Karoline und ihr Werk
Eine "kommunistische" Nonne
Es war in den Jahren der Militärdiktatur unter Augusto Pinochet. Ein deutscher Journalist erkundigte sich in der deutschen Botschaft von Santiago de Chile nach Themen, über die er berichten könnte. "Wollen Sie eine kommunistische Nonne kennenlernen?" fragte ihn der Presse-Attaché. Als der Journalist neugierig wurde, bekam er die Adresse von Karoline Mayer. Er fand sie in einem der Armenviertel der Stadt.

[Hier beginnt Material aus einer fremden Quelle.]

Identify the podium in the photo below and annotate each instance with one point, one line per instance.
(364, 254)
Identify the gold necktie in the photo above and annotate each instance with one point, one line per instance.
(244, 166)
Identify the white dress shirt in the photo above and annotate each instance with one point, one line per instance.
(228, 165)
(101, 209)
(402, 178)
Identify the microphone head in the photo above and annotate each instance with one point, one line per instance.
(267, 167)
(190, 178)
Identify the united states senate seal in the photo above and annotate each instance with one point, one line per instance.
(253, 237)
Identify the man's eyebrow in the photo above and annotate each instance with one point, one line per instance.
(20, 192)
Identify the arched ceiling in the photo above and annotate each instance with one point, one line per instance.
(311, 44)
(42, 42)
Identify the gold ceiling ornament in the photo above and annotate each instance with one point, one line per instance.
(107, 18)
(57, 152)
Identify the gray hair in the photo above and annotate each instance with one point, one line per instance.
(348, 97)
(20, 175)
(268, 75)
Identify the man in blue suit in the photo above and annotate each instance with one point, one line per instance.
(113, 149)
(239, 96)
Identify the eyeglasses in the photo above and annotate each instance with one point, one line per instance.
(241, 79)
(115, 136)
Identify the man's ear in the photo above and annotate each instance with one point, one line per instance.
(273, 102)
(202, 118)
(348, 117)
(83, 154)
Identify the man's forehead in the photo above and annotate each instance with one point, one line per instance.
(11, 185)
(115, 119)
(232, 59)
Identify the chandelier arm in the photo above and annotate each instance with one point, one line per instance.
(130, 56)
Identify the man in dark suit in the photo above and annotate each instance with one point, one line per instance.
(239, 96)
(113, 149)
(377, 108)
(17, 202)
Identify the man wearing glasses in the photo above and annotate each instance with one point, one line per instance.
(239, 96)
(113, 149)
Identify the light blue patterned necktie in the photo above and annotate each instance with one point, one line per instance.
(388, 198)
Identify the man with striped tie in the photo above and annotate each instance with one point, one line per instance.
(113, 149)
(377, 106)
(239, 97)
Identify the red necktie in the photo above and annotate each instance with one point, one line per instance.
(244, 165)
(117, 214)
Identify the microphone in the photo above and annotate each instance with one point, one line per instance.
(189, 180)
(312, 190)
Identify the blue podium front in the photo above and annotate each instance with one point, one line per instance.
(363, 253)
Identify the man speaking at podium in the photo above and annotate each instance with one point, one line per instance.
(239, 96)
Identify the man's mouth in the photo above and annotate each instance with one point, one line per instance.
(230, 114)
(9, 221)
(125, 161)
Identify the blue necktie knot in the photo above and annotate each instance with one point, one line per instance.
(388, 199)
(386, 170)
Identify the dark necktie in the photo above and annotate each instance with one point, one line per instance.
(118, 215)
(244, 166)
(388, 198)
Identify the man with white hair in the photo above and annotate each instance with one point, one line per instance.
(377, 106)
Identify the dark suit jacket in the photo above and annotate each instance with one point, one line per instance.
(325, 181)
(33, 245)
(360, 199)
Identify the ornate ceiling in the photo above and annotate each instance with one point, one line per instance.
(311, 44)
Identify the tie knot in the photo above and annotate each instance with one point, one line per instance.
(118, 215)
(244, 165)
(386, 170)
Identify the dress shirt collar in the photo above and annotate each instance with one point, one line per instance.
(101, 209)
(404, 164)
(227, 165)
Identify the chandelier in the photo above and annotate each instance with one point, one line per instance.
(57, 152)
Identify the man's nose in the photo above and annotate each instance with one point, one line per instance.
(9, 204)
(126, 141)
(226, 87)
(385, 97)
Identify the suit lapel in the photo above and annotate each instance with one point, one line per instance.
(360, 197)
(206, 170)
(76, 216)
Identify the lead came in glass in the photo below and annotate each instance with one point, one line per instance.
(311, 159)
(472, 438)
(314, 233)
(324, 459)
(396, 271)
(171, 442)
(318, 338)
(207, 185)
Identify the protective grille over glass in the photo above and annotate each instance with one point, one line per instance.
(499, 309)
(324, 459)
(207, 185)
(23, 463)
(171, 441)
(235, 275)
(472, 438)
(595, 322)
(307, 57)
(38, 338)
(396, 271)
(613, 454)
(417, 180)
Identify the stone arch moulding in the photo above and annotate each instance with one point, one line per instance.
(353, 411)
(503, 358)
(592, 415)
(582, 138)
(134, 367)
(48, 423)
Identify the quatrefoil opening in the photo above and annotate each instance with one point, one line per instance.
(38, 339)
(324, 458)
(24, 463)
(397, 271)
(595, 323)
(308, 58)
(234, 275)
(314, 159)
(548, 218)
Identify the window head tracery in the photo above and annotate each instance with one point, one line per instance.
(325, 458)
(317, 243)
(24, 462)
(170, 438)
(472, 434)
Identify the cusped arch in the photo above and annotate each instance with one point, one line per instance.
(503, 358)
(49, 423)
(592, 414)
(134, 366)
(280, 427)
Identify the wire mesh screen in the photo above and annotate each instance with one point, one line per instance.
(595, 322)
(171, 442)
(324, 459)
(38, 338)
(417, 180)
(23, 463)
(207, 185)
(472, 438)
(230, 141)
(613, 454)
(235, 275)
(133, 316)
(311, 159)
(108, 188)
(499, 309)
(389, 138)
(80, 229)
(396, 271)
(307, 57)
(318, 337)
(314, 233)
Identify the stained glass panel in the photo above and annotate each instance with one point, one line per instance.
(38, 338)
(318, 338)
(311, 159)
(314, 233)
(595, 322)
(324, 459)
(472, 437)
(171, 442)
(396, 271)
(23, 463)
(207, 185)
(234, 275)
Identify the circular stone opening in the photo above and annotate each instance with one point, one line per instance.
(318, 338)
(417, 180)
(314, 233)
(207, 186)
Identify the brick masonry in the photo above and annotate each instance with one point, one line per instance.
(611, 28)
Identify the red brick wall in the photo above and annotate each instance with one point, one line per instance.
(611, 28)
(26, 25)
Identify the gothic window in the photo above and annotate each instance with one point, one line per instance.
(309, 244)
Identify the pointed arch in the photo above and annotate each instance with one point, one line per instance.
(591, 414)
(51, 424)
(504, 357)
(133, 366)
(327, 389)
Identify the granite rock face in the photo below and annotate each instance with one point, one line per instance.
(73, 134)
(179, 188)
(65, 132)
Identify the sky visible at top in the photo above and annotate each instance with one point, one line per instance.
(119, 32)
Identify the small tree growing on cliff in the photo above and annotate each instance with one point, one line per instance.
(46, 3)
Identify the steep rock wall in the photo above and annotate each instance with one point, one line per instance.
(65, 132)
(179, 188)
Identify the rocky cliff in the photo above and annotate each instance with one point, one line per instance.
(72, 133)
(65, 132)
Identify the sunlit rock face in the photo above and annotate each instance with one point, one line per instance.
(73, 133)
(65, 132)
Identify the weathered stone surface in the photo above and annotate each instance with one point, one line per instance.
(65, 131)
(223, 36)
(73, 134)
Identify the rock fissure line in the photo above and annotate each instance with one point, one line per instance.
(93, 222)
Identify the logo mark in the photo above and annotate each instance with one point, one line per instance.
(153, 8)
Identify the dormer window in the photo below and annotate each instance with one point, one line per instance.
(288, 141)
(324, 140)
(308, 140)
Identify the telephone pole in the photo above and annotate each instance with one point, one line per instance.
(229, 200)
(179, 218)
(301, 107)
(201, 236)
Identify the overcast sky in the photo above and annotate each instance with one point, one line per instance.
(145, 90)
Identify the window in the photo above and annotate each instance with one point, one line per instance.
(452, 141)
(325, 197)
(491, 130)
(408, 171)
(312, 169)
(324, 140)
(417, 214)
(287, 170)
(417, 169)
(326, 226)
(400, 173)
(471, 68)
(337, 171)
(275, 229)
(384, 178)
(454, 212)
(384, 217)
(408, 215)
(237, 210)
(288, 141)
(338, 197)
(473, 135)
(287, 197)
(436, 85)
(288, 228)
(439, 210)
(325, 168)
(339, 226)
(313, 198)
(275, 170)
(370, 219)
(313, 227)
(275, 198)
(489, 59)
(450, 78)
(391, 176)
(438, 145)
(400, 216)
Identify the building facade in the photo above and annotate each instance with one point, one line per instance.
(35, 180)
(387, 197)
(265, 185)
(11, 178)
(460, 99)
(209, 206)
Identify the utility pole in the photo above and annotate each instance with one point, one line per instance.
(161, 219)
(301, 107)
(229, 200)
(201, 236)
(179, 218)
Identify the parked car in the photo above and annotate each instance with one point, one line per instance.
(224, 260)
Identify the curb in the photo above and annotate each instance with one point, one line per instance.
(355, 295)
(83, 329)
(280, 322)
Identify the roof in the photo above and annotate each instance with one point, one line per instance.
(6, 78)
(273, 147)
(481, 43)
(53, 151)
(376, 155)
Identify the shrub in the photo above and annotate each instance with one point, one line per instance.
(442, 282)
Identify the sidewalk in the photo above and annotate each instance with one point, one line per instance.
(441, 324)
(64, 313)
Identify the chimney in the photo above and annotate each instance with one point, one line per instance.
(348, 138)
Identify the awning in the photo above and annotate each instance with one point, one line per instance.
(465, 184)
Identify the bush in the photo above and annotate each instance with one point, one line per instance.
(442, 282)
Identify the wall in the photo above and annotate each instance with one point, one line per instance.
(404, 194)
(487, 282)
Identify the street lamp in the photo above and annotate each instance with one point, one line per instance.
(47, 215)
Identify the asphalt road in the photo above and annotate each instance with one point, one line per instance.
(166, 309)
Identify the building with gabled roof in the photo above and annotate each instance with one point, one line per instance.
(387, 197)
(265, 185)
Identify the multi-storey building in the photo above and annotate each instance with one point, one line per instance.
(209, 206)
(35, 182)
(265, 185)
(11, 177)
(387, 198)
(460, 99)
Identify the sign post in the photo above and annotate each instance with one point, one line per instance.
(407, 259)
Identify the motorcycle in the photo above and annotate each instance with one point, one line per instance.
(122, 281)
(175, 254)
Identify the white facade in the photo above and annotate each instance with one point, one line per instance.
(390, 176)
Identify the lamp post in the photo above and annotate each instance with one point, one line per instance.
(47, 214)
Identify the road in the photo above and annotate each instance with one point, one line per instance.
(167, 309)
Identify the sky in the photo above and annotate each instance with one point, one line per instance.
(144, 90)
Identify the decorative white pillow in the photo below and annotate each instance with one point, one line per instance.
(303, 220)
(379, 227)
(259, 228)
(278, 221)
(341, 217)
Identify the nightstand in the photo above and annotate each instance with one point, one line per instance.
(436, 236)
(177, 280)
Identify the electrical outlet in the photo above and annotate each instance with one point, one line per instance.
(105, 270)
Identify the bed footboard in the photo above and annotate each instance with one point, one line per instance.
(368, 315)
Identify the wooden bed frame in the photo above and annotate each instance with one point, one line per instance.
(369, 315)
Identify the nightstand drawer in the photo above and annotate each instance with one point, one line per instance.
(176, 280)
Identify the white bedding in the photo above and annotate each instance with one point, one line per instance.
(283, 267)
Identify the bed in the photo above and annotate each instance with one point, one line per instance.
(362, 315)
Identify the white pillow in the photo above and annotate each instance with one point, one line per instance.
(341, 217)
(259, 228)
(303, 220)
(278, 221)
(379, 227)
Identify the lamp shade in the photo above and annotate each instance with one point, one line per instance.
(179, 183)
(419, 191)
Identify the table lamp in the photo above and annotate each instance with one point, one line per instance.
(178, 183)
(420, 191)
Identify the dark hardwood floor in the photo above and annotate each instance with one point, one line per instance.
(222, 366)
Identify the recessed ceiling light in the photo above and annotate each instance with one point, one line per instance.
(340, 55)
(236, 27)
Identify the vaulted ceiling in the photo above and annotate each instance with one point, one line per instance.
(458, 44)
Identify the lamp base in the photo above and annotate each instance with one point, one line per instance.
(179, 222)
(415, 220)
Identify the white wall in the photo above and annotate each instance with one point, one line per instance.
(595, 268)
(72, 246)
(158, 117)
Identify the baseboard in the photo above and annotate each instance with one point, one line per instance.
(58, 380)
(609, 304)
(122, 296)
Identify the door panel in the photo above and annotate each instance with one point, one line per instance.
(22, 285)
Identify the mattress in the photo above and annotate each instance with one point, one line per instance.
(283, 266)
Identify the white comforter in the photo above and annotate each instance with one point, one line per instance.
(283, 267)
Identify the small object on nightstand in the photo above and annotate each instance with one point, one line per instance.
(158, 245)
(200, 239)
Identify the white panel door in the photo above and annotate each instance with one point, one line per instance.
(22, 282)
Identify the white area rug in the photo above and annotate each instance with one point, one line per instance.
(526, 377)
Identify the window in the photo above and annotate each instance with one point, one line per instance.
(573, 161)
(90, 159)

Die Schwester aus dem bayerischen Eichstätt galt zu Pinochets Zeiten als "Marxistin", weil sie für soziale Gerechtigkeit gekämpft hatte und während der Regierungszeit Salvador Allendes den Sozialisten nahe gestanden war. Diese hatten in der Tat versucht, sie zum Eintritt in ihre Parteiei zu bewegen. Zur Belohnung sollte sie sogar die chilenische Staatsbürgerschaft bekommen. Doch sie hatte abgelehnt. "Ich sagte ihnen, es sei nicht meine Berufung, in eine Partei einzutreten", berichtete sie damals. Und sie erklärt mit einem Zitat aus dem Lukasevangelium, was damals wie heute ihr Anliegen war:
"...den Armen die frohe Botschaft, den Gefangenen Befreiung und den Blinden das Augenlicht zu verkünden und die Gequälten in die Freiheit zu entlassen" (Lk 4,18).
Mit dieser Mission war es Schwester Karoline seit Beginn der 70er Jahre gelungen, Tausenden von Menschen in den Armenvierteln Santiagos Brot, Kleidung, Arbeit, eine menschenwürdige Wohnung, Schutz vor Verfolgung, ärztliche Hilfe, eine Berufsausbildung und Hoffnung für die Zukunft zu geben.
Die Anfänge
1968 war Karoline Mayer als junge Steyler Missionarin nach Chile gekommen. Damals stellten die Christdemokraten unter Eduardo Frei die Regierung. Es herrschte eine Aufbruchstimmung in der chilenischen Gesellschaft.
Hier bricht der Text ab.